The success of fine needle aspiration cytology (FNAC) depends to a high degree on perfecting the technique of sampling and preparation of samples. Palpation skills learnt through practice and experience, judiciously complemented by radiological image guidance when appropriate, are essential to obtain representative samples. The choice of needles, the use or not of aspiration, and the manipulation of the needle within the target relative to the type of tissue decide the adequacy of samples. Finally, correct smearing, fixation and staining of samples is critical to assure optimal preservation and presentation of cells and non-cellular components on which a confident diagnosis can be based.

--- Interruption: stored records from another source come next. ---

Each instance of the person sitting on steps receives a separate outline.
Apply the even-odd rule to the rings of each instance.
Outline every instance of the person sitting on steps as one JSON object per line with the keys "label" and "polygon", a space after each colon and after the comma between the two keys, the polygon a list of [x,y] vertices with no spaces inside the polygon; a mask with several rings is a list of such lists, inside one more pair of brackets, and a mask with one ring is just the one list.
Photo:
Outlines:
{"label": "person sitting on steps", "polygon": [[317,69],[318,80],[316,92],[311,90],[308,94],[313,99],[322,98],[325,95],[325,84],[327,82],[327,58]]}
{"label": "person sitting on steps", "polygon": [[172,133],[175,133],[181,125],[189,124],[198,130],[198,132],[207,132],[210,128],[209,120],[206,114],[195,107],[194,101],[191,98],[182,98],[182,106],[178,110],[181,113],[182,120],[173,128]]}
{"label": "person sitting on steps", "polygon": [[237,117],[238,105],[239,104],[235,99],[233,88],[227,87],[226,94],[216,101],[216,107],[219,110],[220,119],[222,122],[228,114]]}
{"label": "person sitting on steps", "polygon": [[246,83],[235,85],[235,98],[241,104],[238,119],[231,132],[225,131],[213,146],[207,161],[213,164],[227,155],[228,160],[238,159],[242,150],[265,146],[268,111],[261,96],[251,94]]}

Consequently, the cytopathologist should be in a position to control and give advice on sampling and preparation techniques, directly or indirectly, to achieve a high proportion of satisfactory and diagnostic biopsies. Close cooperation with the referring clinician and radiologist is essential.


Indications for fine needle biopsy (FNB) of various organs and tissues are explained in detail in the following chapters. Meanwhile, some general principles apply. To be suitable for FNB, the disease process must be localized and clearly defined by clinical examination or radiological imaging. FNB may be tried in some diffuse processes with the understanding that a negative result has little value. The principles of screening by exfoliative cytology are obviously completely different.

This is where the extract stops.